I suppose this debate could not be settled unless such a deprivation experiment is actually performed.

Such a deprivation, at least in two sense vectors, has been "performed" and her name was Helen Keller. Obviously, the degree and nature of understanding is going to depend on the degree of sensory capability. An AI based purely on Cyc will exhibit (at least theoretically) only a symbolic and abstract "understanding". An AI with audition, vision, gustation, tactition, olfaction, thermoception, nociception, proprioception, and equilibrioception will be theoretically capable of human levels of understanding. An AI with all of these, plus electroception, broadband EM reception, magnetoception, and echolocation will theoretically be capable of "understanding" beyond human capability. That does not, however, diminish the value of AI systems built only upon Cyc; but they shouldn't be expected to be human in nature. -- Dave Voorhis

My main issue with Cyc isn't the lack of ultimate capability... it's the AI's utter dependence on human input, which is both erroneous and incomplete. A system like Cyc will be largely unable to audit or extend its own information. It also has little or no use for the knowledge it does possess, and lacks much ability to make conclusions based on patterns of data. Now, perhaps that is my personal bias for learning AIs speaking. I won't hide it.
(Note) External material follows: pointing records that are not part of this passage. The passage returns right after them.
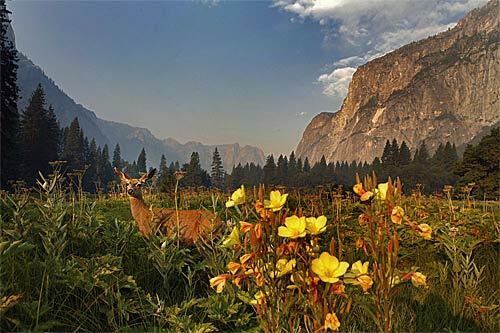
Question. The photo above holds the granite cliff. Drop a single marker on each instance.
(131, 139)
(443, 88)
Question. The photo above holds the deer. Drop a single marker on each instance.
(191, 225)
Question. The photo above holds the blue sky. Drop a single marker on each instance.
(252, 72)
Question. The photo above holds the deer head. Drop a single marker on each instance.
(134, 185)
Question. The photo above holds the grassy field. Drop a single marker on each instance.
(70, 263)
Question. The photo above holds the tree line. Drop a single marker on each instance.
(31, 139)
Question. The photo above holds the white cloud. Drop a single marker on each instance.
(336, 83)
(373, 27)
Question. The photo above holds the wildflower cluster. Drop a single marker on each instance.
(283, 270)
(383, 221)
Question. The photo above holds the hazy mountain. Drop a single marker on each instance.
(130, 138)
(443, 88)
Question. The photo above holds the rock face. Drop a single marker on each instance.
(443, 88)
(130, 138)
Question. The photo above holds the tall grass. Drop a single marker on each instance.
(71, 262)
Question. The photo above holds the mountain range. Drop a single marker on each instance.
(130, 138)
(443, 88)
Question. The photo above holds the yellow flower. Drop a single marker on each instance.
(359, 275)
(233, 238)
(283, 267)
(418, 279)
(332, 322)
(358, 189)
(245, 226)
(316, 226)
(382, 191)
(233, 267)
(395, 280)
(328, 267)
(294, 227)
(219, 282)
(276, 202)
(237, 198)
(397, 214)
(259, 298)
(366, 196)
(425, 231)
(245, 258)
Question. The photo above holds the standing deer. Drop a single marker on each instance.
(193, 224)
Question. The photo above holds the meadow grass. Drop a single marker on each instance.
(80, 264)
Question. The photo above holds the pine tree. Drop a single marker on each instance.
(282, 170)
(479, 165)
(166, 178)
(73, 148)
(307, 166)
(387, 157)
(217, 174)
(395, 152)
(141, 162)
(9, 95)
(91, 175)
(117, 158)
(39, 133)
(269, 171)
(422, 155)
(106, 169)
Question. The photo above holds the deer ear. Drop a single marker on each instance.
(148, 175)
(119, 173)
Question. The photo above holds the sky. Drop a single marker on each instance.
(253, 72)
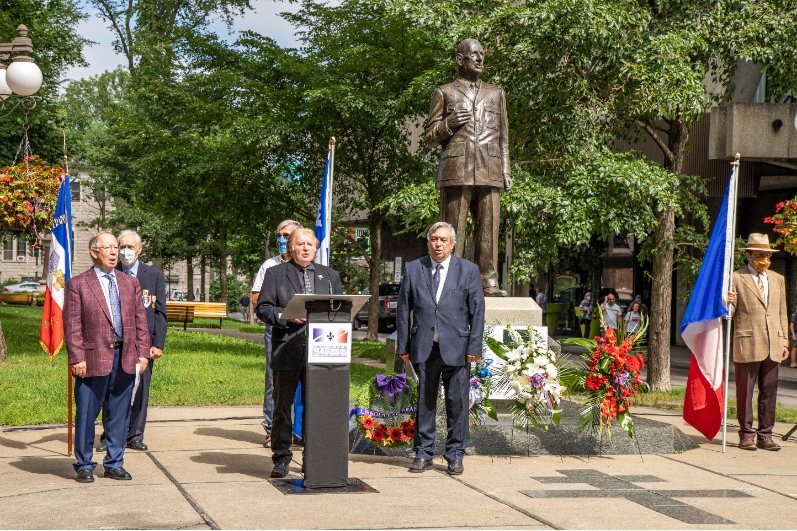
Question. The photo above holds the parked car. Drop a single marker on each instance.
(22, 286)
(388, 297)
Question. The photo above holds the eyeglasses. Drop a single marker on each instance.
(108, 248)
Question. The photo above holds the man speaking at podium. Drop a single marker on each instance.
(444, 294)
(289, 338)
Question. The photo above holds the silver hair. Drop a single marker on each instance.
(440, 225)
(94, 242)
(130, 232)
(296, 224)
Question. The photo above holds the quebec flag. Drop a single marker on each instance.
(701, 328)
(51, 333)
(323, 220)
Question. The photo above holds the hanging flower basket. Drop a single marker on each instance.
(28, 194)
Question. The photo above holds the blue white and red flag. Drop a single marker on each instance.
(701, 328)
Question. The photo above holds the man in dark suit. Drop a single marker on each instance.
(105, 327)
(153, 298)
(289, 337)
(467, 119)
(444, 295)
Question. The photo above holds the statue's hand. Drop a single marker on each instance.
(458, 118)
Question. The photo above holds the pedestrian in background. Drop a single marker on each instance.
(585, 307)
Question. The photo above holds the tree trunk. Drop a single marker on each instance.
(223, 272)
(375, 263)
(202, 278)
(189, 272)
(661, 299)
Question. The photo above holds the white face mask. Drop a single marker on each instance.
(127, 256)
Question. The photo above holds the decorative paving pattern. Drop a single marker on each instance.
(659, 500)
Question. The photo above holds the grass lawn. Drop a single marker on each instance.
(197, 369)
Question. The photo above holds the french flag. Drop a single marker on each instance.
(702, 329)
(51, 333)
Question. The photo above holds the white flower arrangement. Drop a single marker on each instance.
(531, 372)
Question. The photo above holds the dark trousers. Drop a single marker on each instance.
(456, 383)
(138, 413)
(483, 204)
(765, 373)
(285, 383)
(116, 389)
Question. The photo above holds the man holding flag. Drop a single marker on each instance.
(760, 341)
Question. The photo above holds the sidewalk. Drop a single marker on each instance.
(206, 468)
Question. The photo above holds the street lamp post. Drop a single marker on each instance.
(22, 77)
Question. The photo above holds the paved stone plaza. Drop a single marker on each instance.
(206, 468)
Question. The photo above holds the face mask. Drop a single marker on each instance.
(761, 264)
(282, 244)
(127, 256)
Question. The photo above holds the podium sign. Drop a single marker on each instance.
(328, 342)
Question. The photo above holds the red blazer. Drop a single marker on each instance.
(88, 327)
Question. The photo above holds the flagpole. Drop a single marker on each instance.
(328, 221)
(730, 252)
(69, 419)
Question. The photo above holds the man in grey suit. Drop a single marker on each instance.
(445, 297)
(467, 118)
(289, 339)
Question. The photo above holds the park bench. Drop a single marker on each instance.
(186, 311)
(17, 298)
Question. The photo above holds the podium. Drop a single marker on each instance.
(326, 394)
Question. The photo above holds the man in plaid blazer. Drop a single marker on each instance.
(105, 327)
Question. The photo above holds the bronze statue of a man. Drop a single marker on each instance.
(468, 119)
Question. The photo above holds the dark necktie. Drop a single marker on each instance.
(116, 306)
(436, 279)
(307, 280)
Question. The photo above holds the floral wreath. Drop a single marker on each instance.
(530, 372)
(385, 411)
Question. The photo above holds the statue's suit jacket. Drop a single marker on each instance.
(88, 328)
(458, 315)
(477, 153)
(281, 283)
(760, 330)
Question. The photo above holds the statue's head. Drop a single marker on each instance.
(470, 59)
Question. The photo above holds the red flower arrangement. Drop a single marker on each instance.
(785, 225)
(610, 378)
(28, 194)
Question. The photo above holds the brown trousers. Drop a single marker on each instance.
(483, 202)
(747, 374)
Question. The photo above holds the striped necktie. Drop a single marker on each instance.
(116, 306)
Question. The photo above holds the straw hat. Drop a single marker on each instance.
(759, 242)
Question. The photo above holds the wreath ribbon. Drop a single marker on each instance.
(361, 411)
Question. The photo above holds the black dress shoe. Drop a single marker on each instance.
(280, 470)
(137, 445)
(85, 475)
(117, 473)
(456, 467)
(419, 465)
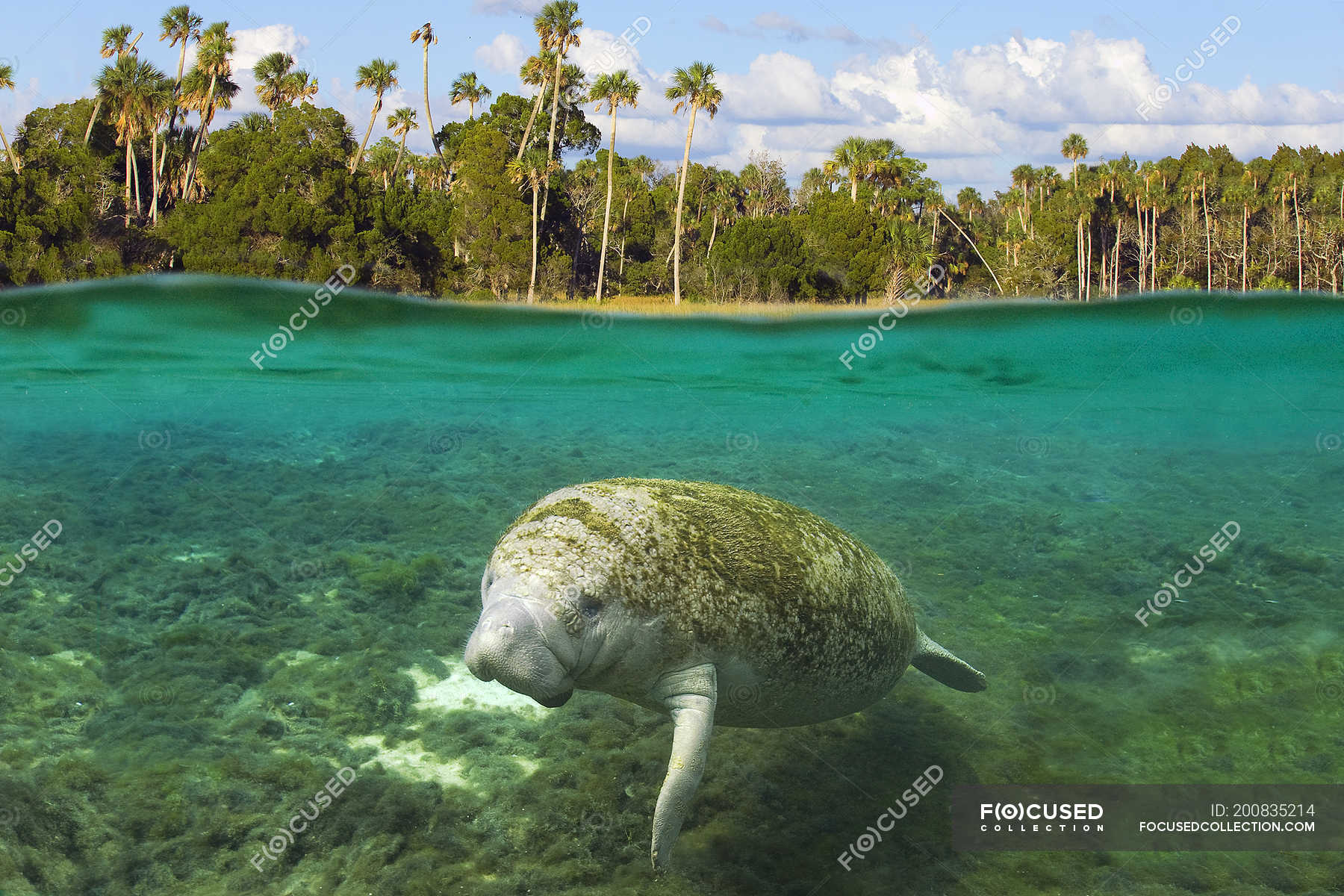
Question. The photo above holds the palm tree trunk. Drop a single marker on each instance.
(154, 169)
(537, 108)
(176, 89)
(8, 151)
(1142, 242)
(373, 119)
(1297, 220)
(977, 252)
(1209, 243)
(1115, 265)
(1246, 220)
(429, 116)
(531, 285)
(1088, 267)
(621, 270)
(134, 166)
(401, 151)
(606, 217)
(128, 183)
(195, 149)
(680, 202)
(1152, 258)
(97, 108)
(556, 112)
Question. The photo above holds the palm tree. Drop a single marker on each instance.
(532, 169)
(616, 89)
(850, 158)
(1074, 148)
(694, 89)
(1024, 176)
(179, 25)
(381, 160)
(299, 87)
(968, 202)
(378, 75)
(272, 73)
(132, 89)
(725, 202)
(537, 73)
(425, 35)
(470, 90)
(558, 28)
(401, 122)
(214, 58)
(113, 45)
(7, 84)
(158, 105)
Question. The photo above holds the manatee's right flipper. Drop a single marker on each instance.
(941, 665)
(691, 696)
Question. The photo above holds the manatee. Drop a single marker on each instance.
(702, 601)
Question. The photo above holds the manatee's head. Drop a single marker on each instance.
(537, 635)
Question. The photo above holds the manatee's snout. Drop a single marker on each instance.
(512, 644)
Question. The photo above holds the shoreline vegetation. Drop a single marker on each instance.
(134, 180)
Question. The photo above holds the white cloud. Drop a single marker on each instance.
(603, 53)
(250, 45)
(503, 54)
(986, 109)
(507, 7)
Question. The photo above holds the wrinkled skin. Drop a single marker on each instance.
(520, 641)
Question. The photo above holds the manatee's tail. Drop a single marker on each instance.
(941, 665)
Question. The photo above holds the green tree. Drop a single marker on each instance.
(530, 172)
(378, 75)
(470, 89)
(179, 26)
(1074, 148)
(535, 73)
(490, 223)
(214, 60)
(272, 73)
(558, 28)
(692, 87)
(7, 84)
(116, 42)
(425, 37)
(762, 260)
(615, 90)
(401, 122)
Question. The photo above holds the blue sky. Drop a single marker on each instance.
(971, 87)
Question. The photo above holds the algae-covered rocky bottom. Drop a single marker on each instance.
(264, 579)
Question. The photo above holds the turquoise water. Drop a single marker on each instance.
(265, 576)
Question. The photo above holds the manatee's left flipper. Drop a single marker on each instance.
(942, 665)
(690, 696)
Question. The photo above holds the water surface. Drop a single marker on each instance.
(267, 574)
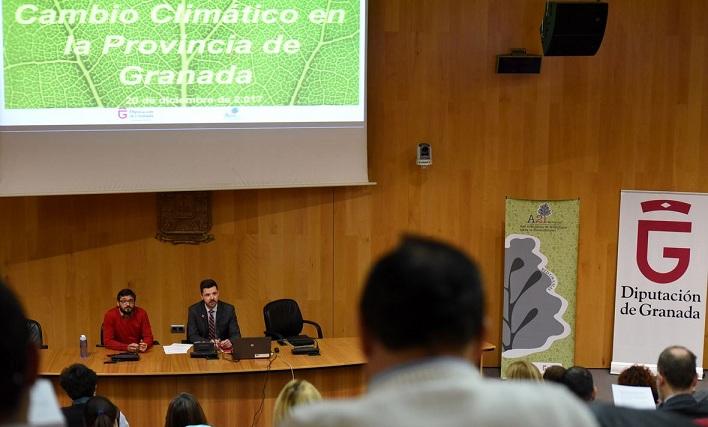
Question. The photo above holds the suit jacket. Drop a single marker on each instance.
(198, 322)
(687, 405)
(616, 416)
(447, 392)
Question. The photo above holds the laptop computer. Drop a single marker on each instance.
(251, 348)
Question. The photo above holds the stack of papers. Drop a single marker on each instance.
(633, 397)
(176, 348)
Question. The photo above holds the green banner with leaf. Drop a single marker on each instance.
(540, 277)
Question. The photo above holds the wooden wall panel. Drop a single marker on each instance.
(635, 116)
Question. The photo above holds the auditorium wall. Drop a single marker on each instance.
(633, 117)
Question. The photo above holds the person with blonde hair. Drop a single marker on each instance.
(294, 393)
(523, 370)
As you say, an AI with more sensory capability than we possess would potentially be capable of obtaining a much deeper understanding of the world than we currently possess... and we'll feel at a loss when it tells us of how (for example) certain patterns of echolocation and broadband EM reception are meaningful to (some predictions here) just as Helen Keller felt at a loss dealing with colors and sounds. Again, it isn't to say we couldn't learn about these patterns (should the AI deign to explain it to us, or should we study it), but we'd have far less use for that knowledge and understanding than would the AI, and we'd never gain the knowledge intuitively.

Of course, a broader range of sensors goes beyond just accepting a broader range of physical signals. Merely having sensors placed differently, while still providing sensor fusion, can create a world of difference (or at least a paradigm of difference). Having three auditory channels allows you to triangulate sound. Having audio and/or cameras spread over a massive area (e.g. a city) can provide access to broad-area patterns that humans have troubles seeing due to scale (e.g. traffic patterns, crime patterns).

I have to still disagree that dealing with a variety of sensory input is the key. It may be helpful, but not a requirement. Hellen Keller could read braile books about all kinds of subjects and "understand" once she had a teacher to get her started. Nor did I claim that Cyc's rules alone could produce sufficient AI. I agree it probably requires a multi-pronged approach that "triangulates" the responses from different tools/skills, but not necessarily involving lots of sensory info. For example, it may require temporal and/or physical modeling in addition to cyc's rules. Or at least proximity models, such as graphs with distance links (stick-figure if you will). A lot of human activity deals with temporarl and physical proximity. --top

I'm left thinking you haven't read what I have written. Feel free to continue ignoring those locations where I more or less say, point blank, that a variety of sensory input is not a necessary requirement... that understanding can be gained without it, provided you have sufficient support from secondary sensors (including teachers and instruments).

There are some parts I have difficulty understanding of yours. Do you wish I bring those up? Please do. I'm quite voluminous, sometimes overly so, in my willingness to help another understand. It helps to be able to target the answers.

Then why do you keep talking about a variety of senses? If it is not a pivotal issue, then please drop mention of them. This must be among the things you missed. There is nothing to be lost and everything to be gained by utilizing sensor fusion. It is what ought to be done. You keep focusing on what can be done with just one crippled little sensor, and I don't disagree on that points. You keep saying you disagree that the variety is necessary, and I won't argue. If you have an argument with me, then you need to change to: this is why you shouldn't use sensor-fusion.. Now, I've answered why sensor-fusion ought to be done several times, above, but apparently the presence of those bits is just confusing to you, who is searching all the while for any direct argument against the position you've presented. I have the impression that you and I are alike in our tendency to first defend, then absorb. Anyhow, you won't find a direct counter to your position. If you wish, now is the time to absorb.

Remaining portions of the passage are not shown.